I stumbled upon the bivio website and read the emails and your informative responses and was very impressed. I have just ordered your book and look forward to reading it. I have a question about using options to create monthly income flow and how likely that can be and how much time it would take. Will your book cover that subject? I have recently heard advertisements for companies pushing this use of options.
Thanks for the kind words.
I suggest you ignore those advertisements. They are primarily hype. They charge high fees, promise much, and leave clients ill-prepared to use options effectively. I much prefer than an investor have just a bit of patience and take the time to really understand options and how they work. That's why the introductory section of the book devotes several chapters to providing that background. Sure you can jump right to trading, but please don't. And do not skip chapters 6, 7 and 8.
Yes, the book covers the strategy used to collect monthly income from a
stock portfolio. That method is called 'covered call writing' and is
(in my opinion) the best strategy you can adopt to really understand
options and how they work. As you gain exprience, there are advantages
to considering the use of other methods, and the book includes detailed
information on how to adopt five other strategies.
How much time will it take: Good question, and the answer is different
for every investor.
If you adopt the ideas of a popular TV
market commentator, you should spend one hour every week researching
each of your stocks. That's a lot of time, and I wouldn't do that.
But if you do, and if you have several stocks in your
portfolio, any option strategy based on owning thsoe stocks is going to
take a great deal of time.
Here's what I believe: Choosing stocks to own is crucial and I cannot
help you with that task. If you adopt bullish strategies, as most
investors feel they must, then if your stocks tumble, your results will
not be good. Writing covered call options will reduce losses - and
that's good, but the goal is to make money, not cut losses. Thus,
assuming you have a method for choosing stocks to own - and assuming
your question relates to how much extra time it will take to
adopt options strategies, then I can tell you that the book contains a
good discussion on this area.
If your goal is to earn the maximum annualized return on your
investments, then you must spend some time each month on selecting
which options to write (sell) for each stock you own. You can sell one
call for each 100 shares. There is a detailed discussion (chapter 10)

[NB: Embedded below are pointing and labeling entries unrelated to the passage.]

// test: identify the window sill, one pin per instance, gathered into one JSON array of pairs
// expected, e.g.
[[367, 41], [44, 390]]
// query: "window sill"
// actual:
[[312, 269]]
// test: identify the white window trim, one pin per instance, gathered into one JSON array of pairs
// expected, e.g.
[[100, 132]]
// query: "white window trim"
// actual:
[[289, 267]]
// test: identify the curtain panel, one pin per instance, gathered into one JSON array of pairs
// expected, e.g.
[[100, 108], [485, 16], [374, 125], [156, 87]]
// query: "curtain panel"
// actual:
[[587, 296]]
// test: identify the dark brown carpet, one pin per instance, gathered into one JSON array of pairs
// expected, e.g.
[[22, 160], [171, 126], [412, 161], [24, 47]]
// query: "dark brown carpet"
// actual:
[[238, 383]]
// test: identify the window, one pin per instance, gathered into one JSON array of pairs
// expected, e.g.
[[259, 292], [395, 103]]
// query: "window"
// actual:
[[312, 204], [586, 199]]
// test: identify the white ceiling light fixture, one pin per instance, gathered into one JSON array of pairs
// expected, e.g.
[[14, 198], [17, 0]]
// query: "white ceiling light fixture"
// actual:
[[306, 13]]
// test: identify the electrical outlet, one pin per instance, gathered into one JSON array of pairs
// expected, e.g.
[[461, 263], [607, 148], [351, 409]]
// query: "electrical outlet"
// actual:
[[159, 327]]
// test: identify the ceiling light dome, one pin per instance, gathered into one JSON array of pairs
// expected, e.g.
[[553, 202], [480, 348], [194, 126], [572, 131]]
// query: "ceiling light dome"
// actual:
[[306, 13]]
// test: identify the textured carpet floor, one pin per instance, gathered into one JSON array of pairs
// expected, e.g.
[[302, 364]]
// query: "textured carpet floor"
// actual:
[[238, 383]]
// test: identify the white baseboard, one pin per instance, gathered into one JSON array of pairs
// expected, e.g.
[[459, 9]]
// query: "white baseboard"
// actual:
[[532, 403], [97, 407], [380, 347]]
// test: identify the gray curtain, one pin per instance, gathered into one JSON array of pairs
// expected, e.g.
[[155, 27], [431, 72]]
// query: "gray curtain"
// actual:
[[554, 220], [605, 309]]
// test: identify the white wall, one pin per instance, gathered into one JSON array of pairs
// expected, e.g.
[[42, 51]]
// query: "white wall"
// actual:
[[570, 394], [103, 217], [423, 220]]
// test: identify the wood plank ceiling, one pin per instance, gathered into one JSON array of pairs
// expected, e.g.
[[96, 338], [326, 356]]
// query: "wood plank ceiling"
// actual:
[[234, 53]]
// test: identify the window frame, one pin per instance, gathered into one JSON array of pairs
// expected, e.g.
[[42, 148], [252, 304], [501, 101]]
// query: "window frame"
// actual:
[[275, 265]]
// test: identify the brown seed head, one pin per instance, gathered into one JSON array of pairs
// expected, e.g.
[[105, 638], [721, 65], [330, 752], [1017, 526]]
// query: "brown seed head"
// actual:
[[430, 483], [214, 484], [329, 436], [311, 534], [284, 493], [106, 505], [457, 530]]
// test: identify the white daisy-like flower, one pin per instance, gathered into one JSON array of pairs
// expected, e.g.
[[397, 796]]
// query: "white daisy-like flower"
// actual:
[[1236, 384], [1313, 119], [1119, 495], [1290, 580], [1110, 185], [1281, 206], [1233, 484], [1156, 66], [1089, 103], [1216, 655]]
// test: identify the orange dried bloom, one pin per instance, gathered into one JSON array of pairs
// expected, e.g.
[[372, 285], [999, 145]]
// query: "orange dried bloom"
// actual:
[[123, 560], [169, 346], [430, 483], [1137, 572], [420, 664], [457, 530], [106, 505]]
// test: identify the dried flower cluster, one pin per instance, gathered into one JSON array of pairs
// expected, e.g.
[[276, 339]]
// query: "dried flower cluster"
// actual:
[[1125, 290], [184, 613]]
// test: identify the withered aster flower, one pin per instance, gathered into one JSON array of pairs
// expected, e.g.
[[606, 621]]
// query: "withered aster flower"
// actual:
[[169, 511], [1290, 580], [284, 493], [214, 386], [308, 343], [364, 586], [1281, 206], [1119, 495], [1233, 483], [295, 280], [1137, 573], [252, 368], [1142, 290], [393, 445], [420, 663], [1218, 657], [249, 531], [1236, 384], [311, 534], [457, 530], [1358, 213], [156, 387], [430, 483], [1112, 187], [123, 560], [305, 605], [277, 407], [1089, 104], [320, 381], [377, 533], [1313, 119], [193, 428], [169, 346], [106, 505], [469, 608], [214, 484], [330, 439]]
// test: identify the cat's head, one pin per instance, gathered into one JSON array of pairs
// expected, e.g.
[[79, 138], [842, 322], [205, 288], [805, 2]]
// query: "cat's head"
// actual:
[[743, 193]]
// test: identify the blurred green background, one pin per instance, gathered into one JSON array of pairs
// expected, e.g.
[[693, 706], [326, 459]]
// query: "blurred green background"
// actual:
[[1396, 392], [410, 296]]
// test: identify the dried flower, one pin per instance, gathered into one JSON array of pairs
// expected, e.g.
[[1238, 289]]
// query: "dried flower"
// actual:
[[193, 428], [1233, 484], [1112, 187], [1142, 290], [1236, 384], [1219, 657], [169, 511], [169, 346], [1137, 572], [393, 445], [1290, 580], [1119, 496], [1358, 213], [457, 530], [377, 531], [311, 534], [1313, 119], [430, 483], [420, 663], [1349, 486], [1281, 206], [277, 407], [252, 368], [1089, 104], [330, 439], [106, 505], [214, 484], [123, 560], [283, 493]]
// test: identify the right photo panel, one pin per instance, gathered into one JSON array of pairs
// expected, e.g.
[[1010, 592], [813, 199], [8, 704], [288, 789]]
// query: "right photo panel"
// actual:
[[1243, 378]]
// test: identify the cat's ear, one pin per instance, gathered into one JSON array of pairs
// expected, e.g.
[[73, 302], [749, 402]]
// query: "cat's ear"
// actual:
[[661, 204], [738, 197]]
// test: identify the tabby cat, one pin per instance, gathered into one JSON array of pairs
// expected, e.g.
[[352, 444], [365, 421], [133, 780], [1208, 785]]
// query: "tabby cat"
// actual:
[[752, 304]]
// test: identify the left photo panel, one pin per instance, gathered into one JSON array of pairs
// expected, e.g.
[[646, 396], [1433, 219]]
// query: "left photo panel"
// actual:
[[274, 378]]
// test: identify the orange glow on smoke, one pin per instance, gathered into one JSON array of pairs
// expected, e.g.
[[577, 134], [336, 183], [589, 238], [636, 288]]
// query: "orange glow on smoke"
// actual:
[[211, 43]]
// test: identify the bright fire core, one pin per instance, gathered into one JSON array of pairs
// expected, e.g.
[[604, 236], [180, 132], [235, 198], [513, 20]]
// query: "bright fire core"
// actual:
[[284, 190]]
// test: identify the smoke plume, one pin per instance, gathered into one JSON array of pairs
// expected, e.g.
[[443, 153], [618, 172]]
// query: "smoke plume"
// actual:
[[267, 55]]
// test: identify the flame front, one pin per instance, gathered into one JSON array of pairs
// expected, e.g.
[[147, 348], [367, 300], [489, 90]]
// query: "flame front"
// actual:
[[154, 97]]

on how to choose both the strike price and the expiration month. There
is no single 'best' option to choose. Your choice depends on your risk
tolerance and the amount of time you want to spend on managing your
investment portfolio. You will have a very thorough understanding on
how to make appropriate decisions when you read the first (of three)
chapters on this strategy.
If you want to generate income and have scant time, you can get by with
just an hour or two every three, or even every six, months. The
options you choose to sell under these conditions require that you
spend significantly less time making trading decisions. They also
provide additional safety. But, your potential returns are reduced.
To me, this is a good combination: reduced risk and a lower maximum
return. As long as that profit potential meets your minimuim
requirments, you may prefer spending less time managing your
portfolio. If you are an investor who typically buys stocks and never
thinks about them again, then you already don't spend much time on your
portfolio. On the other hand, if you trade frequently and already
spend lots of time with your investments, then you can get very detail
oriented and spend a great deal of time when using options. The bottom
line: the more you micromanage the portfolio, the more time it takes.
But if you want to be a buy and hold investor, then it will not take
much of your time to adopt this strategy.
Consider the other methods in the book. You may find them very
attractive. First because you can be bullsh, bearish, or market
neutral. You don't always have to be a typical investor with a bullish
bias. Second, these methods come with additional safety. To me,
trading with reduced risk is very important. You can easily make money
when using options - the more difficult part is holding onto those
gains. Risk management is the path towards success. The book shows
you a great deal about how to manage that risk.
Best of luck and let me know how you are progressing. One suggestion:
To get started right away, consider using a practice account (paper
trading). Most brokers offer that at no cost.